1
Yorum
3
Beğeni
5,0
Puan
1983
Okunma
Çıkmaz sokaklarda kayboluşun tanıdık hazin öyküsüyüm.
Yol bilmez, iz bilmez..
Gidiyorum, gidiyorum rüyaberh
Önce yaptıklarımdan utanıyorum,
Sonra bakıyorum ki her şey yine aynı
Her şey ne kadar da birbirine benziyor..
Her aldanış bir ötekisinin gölgesi..
Hapishane kaçkını gibi hoyrat esen rüzgarların alışılmış sesi,
Her şey ne kadar da andırıyor seni..
Gidiyorum, gidiyorum rüyaberh
Avuçlarımda bir dolu acı biber,
Nereden topladığımı anımsamıyorum,
Belki de küçük bir çocuk geitirip koydu avuçlarıma
Uykumun arasında rüyayla karışık bir gerçeklikte..
Gülümsüyorum, aşka benzetiyorum onları,
Biberlerin de acısı olur diyorum aşkların da...
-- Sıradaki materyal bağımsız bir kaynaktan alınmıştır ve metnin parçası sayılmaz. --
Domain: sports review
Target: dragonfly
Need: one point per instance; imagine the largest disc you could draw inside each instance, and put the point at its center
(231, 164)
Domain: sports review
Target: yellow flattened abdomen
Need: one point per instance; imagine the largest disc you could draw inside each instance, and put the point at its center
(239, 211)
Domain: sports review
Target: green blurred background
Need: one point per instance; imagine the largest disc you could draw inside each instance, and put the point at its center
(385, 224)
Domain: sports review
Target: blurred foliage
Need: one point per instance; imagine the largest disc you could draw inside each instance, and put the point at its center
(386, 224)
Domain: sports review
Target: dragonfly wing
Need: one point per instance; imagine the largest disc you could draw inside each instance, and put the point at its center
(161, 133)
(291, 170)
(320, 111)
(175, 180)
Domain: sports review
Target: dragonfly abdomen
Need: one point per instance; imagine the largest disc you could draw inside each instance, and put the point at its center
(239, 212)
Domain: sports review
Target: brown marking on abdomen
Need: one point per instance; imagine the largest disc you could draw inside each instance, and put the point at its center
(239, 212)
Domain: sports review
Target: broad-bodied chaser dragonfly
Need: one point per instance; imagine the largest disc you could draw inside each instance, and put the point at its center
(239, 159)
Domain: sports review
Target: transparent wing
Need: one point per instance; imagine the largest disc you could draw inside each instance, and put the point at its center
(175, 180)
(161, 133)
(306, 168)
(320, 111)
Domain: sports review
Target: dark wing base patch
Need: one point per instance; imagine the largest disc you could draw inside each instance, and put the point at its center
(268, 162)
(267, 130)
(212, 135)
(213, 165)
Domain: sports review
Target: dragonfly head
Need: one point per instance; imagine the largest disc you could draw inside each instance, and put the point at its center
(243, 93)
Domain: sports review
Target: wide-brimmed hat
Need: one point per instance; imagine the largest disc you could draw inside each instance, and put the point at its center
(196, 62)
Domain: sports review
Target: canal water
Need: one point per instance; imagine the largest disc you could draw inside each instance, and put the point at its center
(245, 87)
Ama acı biberlere şiirler yazılmaz,
Yokluğuna yazalabilir belki, yokluğundan kalma eski bir alışkanlığa..
Şimdilerde özgürce akıtıyorum gözyaşlarımı,
Acı biber yediğimden değil, aşık olduğumdan
Hem acı biber yerken ağlamaz insan,.. kayıtsızca akan damlalar dışında....
Biberlerin de acısı olur, aşkların da...
Ama acı biberlere şiirler yazılmaz.
Sen öyle uzak durunca, hiç bir şeye şiir yazılmaz
Yol bilmez, iz bilmez
Gidiyorum, gidiyorum rüyaberh
Geçmişin tozlu yollarında bırakıp en güzel yıllarımı,
Attığım her adım aydınlığa çıksın isterken,
Birden kelepçelerini çözüyorum yeminli sözlerimin
Azat ettiğim günahlarımı yağmurlar yıkayamaz.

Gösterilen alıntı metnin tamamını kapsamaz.